Tuesday, December 28, 2010

m dearest,

I feel you. It’s truth. I think being so attuned and aware of the shadows always, it’s difficult to embrace Christmess (coined brilliantly by ash), with the sense of complete joy that perhaps it should bring. I mean for me it wasn’t just the move this year and the sense of cramming in the decorating and the shopping and the festivities. In recent years (when?) words like “wonder” and “magic” and “anticipation” have evolved into something more like “rote.” I mean not completely. As ever, it’s a mixed atmosphere of shadows and light. I can now only consume music in small doses. But I will always, always love my tree, lights and ornaments and all. I mentally bat away dark thoughts about Chinese sweatshops and the overconsumption of so much plastic stuff. I eat up the mounting excitement of the little ones, with their wishes and countdown calendars and Santa dreams. During normal, non-moving years I make ornaments and bake. I look forward to candlelit services and traditional Christmas Eve and Day fare. I devour leftovers with gusto.

But threaded through this beloved celebration is a heaviness, a sense of loss (of what?). Perhaps it’s the lack of enthusiasm in the exchanging of family wish lists, as though it is just another chore to tackle and be done with. The factions of family that choose never to visit. The feeling of our core group being scattered all over the east coast due to completely normal progression – marriages, jobs, children – but I still wish we could all come together somehow. Make that effort. And while it’s certainly easier to create a wish list for gift-givers to check off, it does emphasize the fact of our separation, that we’re not to each other’s homes regularly enough (or at all) to know what each other likes and has or could use – and anyway, is deviation from wish lists and our creativity and thoughtfulness even received well? appreciated? Pretty sure that would be a no. So I, too, just buy off the lists.
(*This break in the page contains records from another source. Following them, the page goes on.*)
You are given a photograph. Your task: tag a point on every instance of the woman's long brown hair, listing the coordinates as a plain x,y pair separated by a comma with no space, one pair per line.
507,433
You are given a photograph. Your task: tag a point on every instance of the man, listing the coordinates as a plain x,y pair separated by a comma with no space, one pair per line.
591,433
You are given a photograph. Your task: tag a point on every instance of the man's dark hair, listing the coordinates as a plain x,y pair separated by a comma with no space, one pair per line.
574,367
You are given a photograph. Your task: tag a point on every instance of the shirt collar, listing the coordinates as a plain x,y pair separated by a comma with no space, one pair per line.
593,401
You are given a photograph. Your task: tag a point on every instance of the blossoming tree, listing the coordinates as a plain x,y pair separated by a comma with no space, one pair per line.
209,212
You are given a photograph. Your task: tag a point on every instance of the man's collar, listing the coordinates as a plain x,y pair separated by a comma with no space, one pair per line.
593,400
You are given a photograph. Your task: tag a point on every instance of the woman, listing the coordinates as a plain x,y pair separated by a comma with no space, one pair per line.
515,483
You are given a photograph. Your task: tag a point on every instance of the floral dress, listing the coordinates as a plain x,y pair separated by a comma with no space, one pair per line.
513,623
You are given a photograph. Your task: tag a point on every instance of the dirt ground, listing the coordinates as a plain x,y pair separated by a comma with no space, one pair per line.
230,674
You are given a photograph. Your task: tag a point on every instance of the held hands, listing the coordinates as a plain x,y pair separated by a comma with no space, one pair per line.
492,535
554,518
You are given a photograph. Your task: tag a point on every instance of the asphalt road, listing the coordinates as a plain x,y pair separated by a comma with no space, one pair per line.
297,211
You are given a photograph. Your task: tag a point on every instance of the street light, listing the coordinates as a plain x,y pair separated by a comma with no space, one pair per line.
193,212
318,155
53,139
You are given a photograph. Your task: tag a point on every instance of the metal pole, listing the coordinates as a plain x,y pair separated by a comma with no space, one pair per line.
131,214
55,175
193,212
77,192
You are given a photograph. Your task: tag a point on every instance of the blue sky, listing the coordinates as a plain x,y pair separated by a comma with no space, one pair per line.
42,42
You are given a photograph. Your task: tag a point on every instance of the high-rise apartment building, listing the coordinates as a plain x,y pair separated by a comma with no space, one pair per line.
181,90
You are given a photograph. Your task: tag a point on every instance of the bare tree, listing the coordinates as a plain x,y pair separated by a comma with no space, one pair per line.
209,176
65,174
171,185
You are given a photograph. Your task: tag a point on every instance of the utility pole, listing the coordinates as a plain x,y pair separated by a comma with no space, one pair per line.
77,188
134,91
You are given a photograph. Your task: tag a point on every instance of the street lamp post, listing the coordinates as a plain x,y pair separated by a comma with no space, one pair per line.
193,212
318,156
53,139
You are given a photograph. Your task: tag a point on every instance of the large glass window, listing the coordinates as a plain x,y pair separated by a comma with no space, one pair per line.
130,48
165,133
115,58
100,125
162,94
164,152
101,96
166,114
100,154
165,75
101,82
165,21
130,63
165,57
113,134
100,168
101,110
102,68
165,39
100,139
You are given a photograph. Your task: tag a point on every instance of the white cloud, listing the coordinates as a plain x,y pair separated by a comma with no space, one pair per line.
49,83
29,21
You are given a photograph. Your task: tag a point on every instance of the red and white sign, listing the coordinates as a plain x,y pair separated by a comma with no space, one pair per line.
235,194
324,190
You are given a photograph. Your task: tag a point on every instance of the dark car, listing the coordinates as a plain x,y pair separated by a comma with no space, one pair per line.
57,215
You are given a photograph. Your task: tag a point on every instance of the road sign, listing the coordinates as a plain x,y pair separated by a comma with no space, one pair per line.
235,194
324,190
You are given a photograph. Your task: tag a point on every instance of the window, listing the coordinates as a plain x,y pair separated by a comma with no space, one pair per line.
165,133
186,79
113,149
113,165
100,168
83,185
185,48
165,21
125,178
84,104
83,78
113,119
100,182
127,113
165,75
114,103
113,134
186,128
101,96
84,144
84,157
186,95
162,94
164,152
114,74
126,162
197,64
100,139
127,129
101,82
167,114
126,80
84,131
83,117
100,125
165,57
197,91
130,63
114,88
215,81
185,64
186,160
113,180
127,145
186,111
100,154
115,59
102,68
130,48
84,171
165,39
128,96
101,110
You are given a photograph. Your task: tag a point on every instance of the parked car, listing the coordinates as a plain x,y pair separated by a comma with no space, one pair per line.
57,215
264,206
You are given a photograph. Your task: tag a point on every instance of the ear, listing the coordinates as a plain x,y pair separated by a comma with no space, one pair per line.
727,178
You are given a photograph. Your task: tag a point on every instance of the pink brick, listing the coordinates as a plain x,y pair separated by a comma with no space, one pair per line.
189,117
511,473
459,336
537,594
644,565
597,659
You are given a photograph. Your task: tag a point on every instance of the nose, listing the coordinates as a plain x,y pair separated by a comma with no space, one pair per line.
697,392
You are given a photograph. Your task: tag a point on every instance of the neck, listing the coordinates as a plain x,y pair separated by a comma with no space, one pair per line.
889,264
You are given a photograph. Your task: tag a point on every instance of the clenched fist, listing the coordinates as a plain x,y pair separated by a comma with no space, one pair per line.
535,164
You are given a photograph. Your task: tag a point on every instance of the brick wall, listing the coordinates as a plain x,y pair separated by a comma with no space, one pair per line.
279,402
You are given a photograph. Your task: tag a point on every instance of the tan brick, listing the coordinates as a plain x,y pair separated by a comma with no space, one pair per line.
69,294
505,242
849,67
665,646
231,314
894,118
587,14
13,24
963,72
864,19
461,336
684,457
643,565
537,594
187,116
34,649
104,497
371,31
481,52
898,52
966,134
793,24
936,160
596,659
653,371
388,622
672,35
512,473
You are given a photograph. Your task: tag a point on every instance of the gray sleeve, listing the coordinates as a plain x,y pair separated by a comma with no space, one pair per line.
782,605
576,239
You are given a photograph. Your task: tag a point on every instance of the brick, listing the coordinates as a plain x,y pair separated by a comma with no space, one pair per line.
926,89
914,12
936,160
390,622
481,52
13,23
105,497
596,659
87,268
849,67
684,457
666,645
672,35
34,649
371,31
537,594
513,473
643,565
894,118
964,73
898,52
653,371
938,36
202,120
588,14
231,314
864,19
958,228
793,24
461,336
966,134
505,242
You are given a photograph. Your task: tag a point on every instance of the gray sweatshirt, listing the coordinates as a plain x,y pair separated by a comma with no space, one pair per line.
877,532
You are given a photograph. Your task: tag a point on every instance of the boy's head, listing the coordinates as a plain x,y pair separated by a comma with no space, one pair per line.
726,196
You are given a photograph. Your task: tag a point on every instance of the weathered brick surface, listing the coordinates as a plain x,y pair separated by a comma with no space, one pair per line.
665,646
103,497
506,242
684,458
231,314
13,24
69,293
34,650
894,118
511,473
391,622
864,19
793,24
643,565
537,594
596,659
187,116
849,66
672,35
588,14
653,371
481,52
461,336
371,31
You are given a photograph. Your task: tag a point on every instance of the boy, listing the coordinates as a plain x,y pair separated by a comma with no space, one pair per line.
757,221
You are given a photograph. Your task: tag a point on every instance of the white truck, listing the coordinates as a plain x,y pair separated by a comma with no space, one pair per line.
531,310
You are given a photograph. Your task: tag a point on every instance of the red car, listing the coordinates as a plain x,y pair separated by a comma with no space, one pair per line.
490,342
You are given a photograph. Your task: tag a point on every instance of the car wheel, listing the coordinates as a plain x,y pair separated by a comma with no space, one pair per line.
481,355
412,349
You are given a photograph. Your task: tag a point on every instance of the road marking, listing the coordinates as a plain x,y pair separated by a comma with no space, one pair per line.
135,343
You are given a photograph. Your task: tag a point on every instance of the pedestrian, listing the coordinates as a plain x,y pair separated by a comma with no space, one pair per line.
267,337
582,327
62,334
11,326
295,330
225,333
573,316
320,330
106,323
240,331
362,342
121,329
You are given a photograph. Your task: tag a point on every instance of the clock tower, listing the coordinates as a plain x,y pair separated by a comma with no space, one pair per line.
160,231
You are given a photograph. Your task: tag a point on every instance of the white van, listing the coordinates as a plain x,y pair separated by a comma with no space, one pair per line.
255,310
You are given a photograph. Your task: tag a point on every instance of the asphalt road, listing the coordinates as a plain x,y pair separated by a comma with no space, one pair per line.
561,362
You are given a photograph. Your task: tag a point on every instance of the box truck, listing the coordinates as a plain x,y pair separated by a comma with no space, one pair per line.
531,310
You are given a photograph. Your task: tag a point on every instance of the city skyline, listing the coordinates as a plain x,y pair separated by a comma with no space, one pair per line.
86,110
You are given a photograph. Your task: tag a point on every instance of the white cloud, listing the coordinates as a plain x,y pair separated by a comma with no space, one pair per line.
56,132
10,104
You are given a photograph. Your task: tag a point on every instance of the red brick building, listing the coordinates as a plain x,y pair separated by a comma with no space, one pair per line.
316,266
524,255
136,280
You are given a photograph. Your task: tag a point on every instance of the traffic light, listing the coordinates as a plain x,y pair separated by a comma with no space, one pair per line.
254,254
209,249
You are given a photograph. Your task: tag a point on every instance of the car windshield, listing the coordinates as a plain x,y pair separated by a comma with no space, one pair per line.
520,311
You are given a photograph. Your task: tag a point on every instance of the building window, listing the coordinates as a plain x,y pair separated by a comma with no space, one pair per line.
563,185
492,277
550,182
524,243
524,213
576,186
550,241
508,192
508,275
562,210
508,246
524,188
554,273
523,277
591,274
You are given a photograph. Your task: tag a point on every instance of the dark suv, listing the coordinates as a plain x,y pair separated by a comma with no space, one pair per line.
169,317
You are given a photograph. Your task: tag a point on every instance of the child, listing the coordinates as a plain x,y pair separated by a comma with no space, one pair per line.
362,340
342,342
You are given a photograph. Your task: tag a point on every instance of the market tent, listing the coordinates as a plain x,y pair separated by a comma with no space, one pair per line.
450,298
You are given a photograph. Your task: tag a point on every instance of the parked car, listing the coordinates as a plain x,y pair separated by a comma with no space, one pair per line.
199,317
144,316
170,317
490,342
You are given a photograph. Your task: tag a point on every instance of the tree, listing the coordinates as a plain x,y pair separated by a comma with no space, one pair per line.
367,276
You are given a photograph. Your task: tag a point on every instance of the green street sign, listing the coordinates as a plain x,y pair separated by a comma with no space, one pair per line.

And while I’d love to mindlessly plow ahead with the shopping and the shipping and wrapping and unwrapping, my wayward thoughts do land on the accumulation and the fleeting fascination with new gadgets and how fast it all (time) goes. And how before we know it we’ll be doing it all over again, with last year’s acquisitions used or trashed or dusty or forgotten or outgrown. I know it’s not like that with everything. Maybe it’s the “outgrown” part that bothers me the most and how time seems to race faster and faster – too fast. Maybe I’m too obsessed as of late with mortality. But isn’t that what it always comes back to, even if it’s painted as such a dark thread in our world?

Although I suppose if it always does come back to mortality, that should ground me right back to the true meaning and essence of what this season is all about.

I don’t know. It’s too big to put into words really. But I do get it.

more soon,

pen

3 comments:

almost anonymous said...

Christmess, fantastic.

Even with almost the whole family together (one cousin and his wife in Hawaii), and no lists to buy from (some good, some not, presents in the annual present steal/bingo game), it still feels different than as a child and not quite right.

Nicely said, though. I think we, or at least I, tend to forget the shadow is a natural, integral part of Christmas. The glow of lights in dark December days, the need for a savior, that the savior was born in a barn and mostly ignored (as much as we like to make that part all glossy and nostalgic).

It gives life the depth that requires time and effort hard to find in the regular routine, let alone with the holiday hustle and bustle. And--in the current climate of newer, better, faster--harder maybe to find examples to follow.

pen said...

I think you put it much better than me. :)

ashley said...

An eloquent meandering through the double-edged sword of the holiday season.